Data is processed without companies losing control.

 

Why Cloud Encryption Is the Foundation


Confidential AI only works if one key requirement is met:

Data must already be protected.

This is where cloud encryption comes into play.

A solution like eperi sEcure ensures that:

  • Data is stored encrypted in the cloud
  • Keys are not held by the cloud provider
  • Access is technically controlled

This creates the foundation for:

  • Secure Copilot usage
  • Confidential AI

 

A New Model for AI in the Enterprise


Combining both approaches leads to a clear model:

Layer 1: Copilot (Public AI)

  • Use for non-sensitive data
  • Fast productivity gains
  • No use for sensitive content

Layer 2: Confidential AI

  • Use for sensitive data
  • Controlled processing
  • Full data sovereignty

This model is not only technically sound — it is becoming a best practice.

 

What Companies Should Do Now


Introducing Copilot is not just an IT project — it is a strategic decision.

Companies should ask themselves three key questions:

  1. Which data can be processed by AI?
  2. Which data must remain protected?
  3. Which architecture supports both?

This is the real challenge.

 

Conclusion: Use AI Without Losing Control


Microsoft Copilot and other public AI models are powerful tools. They will fundamentally change how we work.

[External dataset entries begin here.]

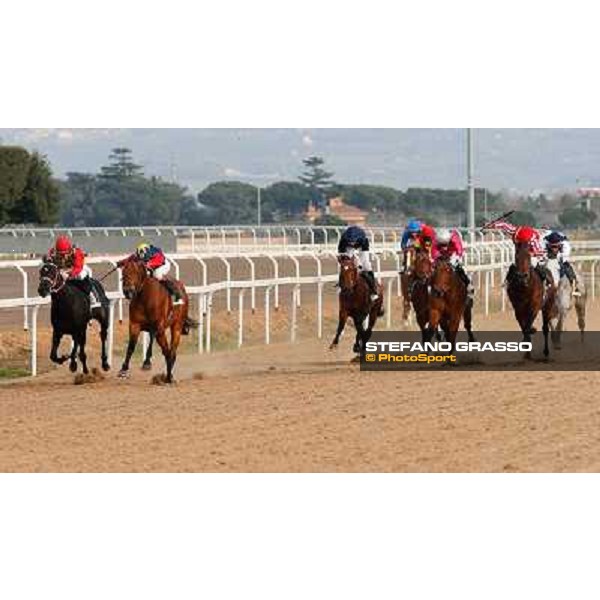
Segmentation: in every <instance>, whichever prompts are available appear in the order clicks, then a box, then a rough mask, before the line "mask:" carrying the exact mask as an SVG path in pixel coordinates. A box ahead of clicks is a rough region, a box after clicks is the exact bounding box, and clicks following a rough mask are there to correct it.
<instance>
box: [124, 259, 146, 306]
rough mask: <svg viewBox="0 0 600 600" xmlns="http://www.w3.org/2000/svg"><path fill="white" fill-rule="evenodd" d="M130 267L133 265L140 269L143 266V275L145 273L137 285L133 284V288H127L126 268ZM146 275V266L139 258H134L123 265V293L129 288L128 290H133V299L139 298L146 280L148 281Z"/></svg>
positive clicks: (138, 268)
mask: <svg viewBox="0 0 600 600" xmlns="http://www.w3.org/2000/svg"><path fill="white" fill-rule="evenodd" d="M128 265H133V266H134V267H135V268H136V269H139V266H140V265H141V266H142V267H143V273H144V276H140V277H139V281H138V282H137V283H136V284H135V285H133V284H132V285H131V286H125V268H126V267H127V266H128ZM140 272H141V270H140ZM145 275H146V267H145V266H144V264H143V262H142V261H141V259H139V258H138V257H135V258H132V259H130V260H128V261H126V262H125V263H124V264H123V291H125V289H126V287H127V288H128V289H132V290H133V294H132V297H134V296H137V295H138V294H139V293H140V291H141V289H142V288H143V286H144V280H145V279H146V277H145Z"/></svg>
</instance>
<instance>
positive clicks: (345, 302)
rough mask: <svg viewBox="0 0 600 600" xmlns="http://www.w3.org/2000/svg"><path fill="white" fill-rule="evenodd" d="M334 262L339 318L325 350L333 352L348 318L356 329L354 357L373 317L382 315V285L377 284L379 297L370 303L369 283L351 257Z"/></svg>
mask: <svg viewBox="0 0 600 600" xmlns="http://www.w3.org/2000/svg"><path fill="white" fill-rule="evenodd" d="M338 262H339V265H340V281H339V287H340V295H339V319H338V327H337V331H336V334H335V337H334V339H333V341H332V342H331V345H330V346H329V349H330V350H333V349H334V348H335V347H336V346H337V345H338V343H339V341H340V336H341V335H342V332H343V331H344V327H345V326H346V321H347V320H348V317H351V318H352V321H353V322H354V327H355V328H356V339H355V341H354V346H353V352H355V353H356V354H358V353H360V352H361V350H362V348H364V347H365V344H366V343H367V342H368V341H369V338H370V337H371V333H372V332H373V327H374V326H375V323H376V322H377V318H378V317H382V316H383V314H384V310H383V286H382V285H381V283H378V284H377V294H378V296H379V297H378V298H377V300H375V301H371V290H370V289H369V284H368V283H367V282H366V281H365V278H364V277H363V276H362V275H361V274H360V271H359V269H358V266H357V264H356V259H355V257H354V256H347V255H345V254H344V255H341V256H339V257H338ZM367 317H368V318H369V322H368V325H367V327H366V329H365V327H364V325H363V323H364V321H365V319H366V318H367Z"/></svg>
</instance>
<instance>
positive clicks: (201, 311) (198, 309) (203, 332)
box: [198, 294, 206, 354]
mask: <svg viewBox="0 0 600 600" xmlns="http://www.w3.org/2000/svg"><path fill="white" fill-rule="evenodd" d="M205 302H206V295H205V294H198V354H202V353H203V352H204V304H205Z"/></svg>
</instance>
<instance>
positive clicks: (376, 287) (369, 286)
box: [362, 271, 379, 301]
mask: <svg viewBox="0 0 600 600" xmlns="http://www.w3.org/2000/svg"><path fill="white" fill-rule="evenodd" d="M362 275H363V277H364V278H365V279H366V280H367V283H368V284H369V290H370V291H371V300H373V301H374V300H377V298H379V294H378V293H377V282H376V281H375V273H373V271H363V273H362Z"/></svg>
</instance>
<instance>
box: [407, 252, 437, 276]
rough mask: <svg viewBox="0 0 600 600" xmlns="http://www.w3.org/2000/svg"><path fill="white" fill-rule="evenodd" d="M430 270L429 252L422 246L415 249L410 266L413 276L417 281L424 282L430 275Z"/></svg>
mask: <svg viewBox="0 0 600 600" xmlns="http://www.w3.org/2000/svg"><path fill="white" fill-rule="evenodd" d="M432 270H433V268H432V265H431V257H430V256H429V252H427V250H425V249H422V248H418V249H415V251H414V260H413V267H412V273H413V276H414V277H415V278H416V279H418V280H419V281H421V282H424V281H426V280H427V279H429V278H430V277H431V273H432Z"/></svg>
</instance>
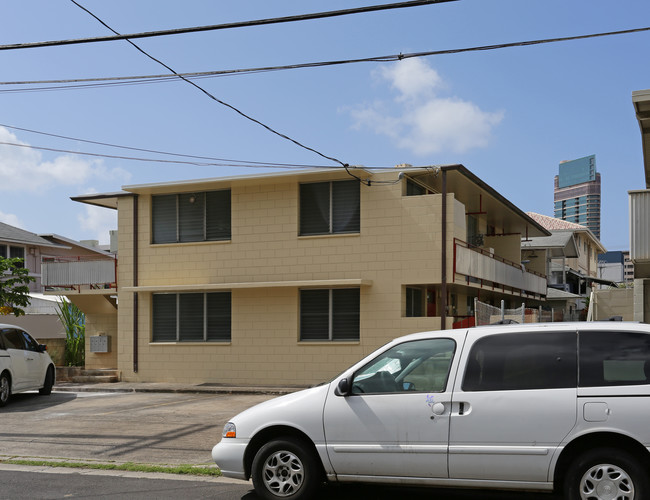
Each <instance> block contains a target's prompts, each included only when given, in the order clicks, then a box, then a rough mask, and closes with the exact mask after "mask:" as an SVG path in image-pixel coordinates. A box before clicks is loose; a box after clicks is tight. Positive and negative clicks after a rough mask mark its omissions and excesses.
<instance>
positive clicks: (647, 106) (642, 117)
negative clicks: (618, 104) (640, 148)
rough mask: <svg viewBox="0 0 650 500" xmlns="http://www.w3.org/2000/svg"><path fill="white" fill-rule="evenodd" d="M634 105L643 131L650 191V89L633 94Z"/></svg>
mask: <svg viewBox="0 0 650 500" xmlns="http://www.w3.org/2000/svg"><path fill="white" fill-rule="evenodd" d="M632 103H633V104H634V111H635V113H636V119H637V121H638V122H639V128H640V129H641V145H642V148H643V167H644V169H645V186H646V188H647V189H650V89H649V90H637V91H636V92H632Z"/></svg>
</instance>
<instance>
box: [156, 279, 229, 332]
mask: <svg viewBox="0 0 650 500" xmlns="http://www.w3.org/2000/svg"><path fill="white" fill-rule="evenodd" d="M192 299H194V300H192ZM199 310H200V312H199ZM215 312H217V313H215ZM199 332H200V336H198V335H197V333H199ZM151 342H152V343H165V342H174V343H176V342H178V343H191V342H195V343H196V342H199V343H229V342H232V293H231V292H230V291H222V292H188V293H154V294H152V298H151Z"/></svg>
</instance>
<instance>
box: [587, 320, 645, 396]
mask: <svg viewBox="0 0 650 500" xmlns="http://www.w3.org/2000/svg"><path fill="white" fill-rule="evenodd" d="M579 352H580V379H579V385H580V387H599V386H611V385H643V384H650V335H648V334H645V333H635V332H607V331H604V332H602V331H600V332H580V334H579Z"/></svg>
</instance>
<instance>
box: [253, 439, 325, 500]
mask: <svg viewBox="0 0 650 500" xmlns="http://www.w3.org/2000/svg"><path fill="white" fill-rule="evenodd" d="M252 477H253V486H254V487H255V492H256V493H257V494H258V495H259V496H260V497H261V498H265V499H267V500H277V499H279V498H283V499H286V500H299V499H308V498H312V496H313V495H314V493H315V491H316V489H317V488H318V486H319V484H320V479H321V473H320V467H319V465H318V462H317V459H316V458H315V457H314V454H313V452H312V451H311V450H309V449H308V448H307V447H306V446H305V445H304V444H302V443H301V442H300V441H298V440H294V439H291V438H286V439H277V440H274V441H270V442H268V443H267V444H265V445H264V446H262V447H261V448H260V449H259V451H258V452H257V454H256V455H255V458H254V459H253V469H252Z"/></svg>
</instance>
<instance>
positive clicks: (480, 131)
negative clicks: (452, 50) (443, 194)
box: [351, 59, 503, 155]
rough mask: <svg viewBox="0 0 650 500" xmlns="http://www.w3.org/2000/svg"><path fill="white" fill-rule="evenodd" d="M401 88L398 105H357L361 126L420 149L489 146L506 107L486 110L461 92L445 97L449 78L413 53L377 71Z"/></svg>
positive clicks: (500, 120)
mask: <svg viewBox="0 0 650 500" xmlns="http://www.w3.org/2000/svg"><path fill="white" fill-rule="evenodd" d="M375 74H376V76H378V77H379V78H380V79H381V80H382V81H387V82H388V83H389V84H390V86H391V88H393V89H394V90H397V92H398V95H397V97H396V98H395V105H397V107H398V111H397V112H392V113H391V111H390V110H391V109H393V108H394V105H392V106H391V105H390V103H386V102H383V101H376V102H374V103H372V104H370V105H366V106H362V107H359V108H356V109H354V110H352V112H351V114H352V117H353V119H354V121H355V123H354V126H355V127H357V128H369V129H371V130H372V131H374V132H375V133H376V134H379V135H384V136H387V137H389V138H390V139H392V140H393V141H394V143H395V144H396V145H397V146H398V147H400V148H404V149H408V150H410V151H411V152H412V153H414V154H416V155H427V154H431V153H440V152H443V151H450V152H453V153H463V152H465V151H469V150H470V149H473V148H479V147H486V146H487V145H488V143H489V139H490V136H491V133H492V129H493V128H494V127H495V126H496V125H498V124H499V123H500V122H501V120H502V119H503V112H492V113H490V112H486V111H483V110H481V109H480V108H479V107H478V106H477V105H476V104H474V103H472V102H469V101H466V100H463V99H460V98H458V97H440V96H439V93H440V91H442V90H445V89H446V87H447V86H446V84H445V82H444V81H443V80H442V78H441V77H440V75H439V74H438V72H437V71H436V70H434V69H433V68H431V67H430V66H429V65H428V64H427V63H425V62H424V61H422V60H419V59H407V60H404V61H400V62H398V63H396V64H394V65H392V66H390V67H384V68H381V70H380V71H378V72H376V73H375Z"/></svg>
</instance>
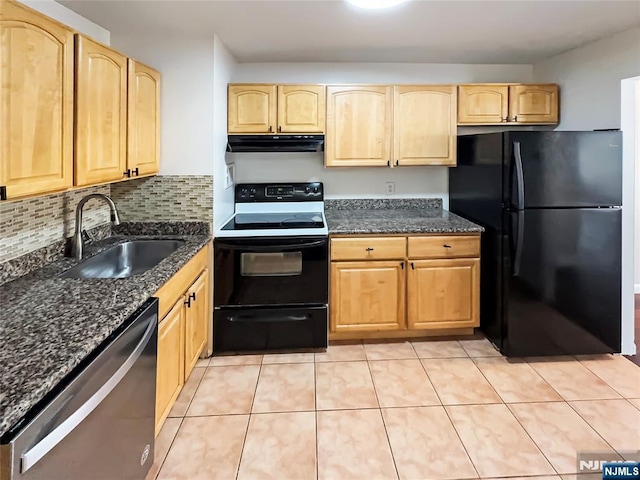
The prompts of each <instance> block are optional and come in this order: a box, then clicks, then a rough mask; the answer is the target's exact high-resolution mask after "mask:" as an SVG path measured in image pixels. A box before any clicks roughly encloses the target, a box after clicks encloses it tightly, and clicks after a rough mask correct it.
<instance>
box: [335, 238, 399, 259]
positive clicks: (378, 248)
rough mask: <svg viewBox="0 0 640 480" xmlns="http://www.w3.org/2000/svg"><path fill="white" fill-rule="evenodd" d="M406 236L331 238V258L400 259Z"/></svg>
mask: <svg viewBox="0 0 640 480" xmlns="http://www.w3.org/2000/svg"><path fill="white" fill-rule="evenodd" d="M406 254H407V238H406V237H353V238H347V237H345V238H332V239H331V260H332V261H336V260H402V259H403V258H405V256H406Z"/></svg>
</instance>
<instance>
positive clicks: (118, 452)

But with this new technology comes a new responsibility:

Data must be protected — not only organizationally, but technically.

The good news:

Companies do not have to choose between innovation and security.

With the right architecture, both are possible:

  • Copilot for productivity
  • Encryption for protection
  • Confidential AI for sensitive data

Or in other words:

The future does not belong to Public AI — it belongs to Confidential AI.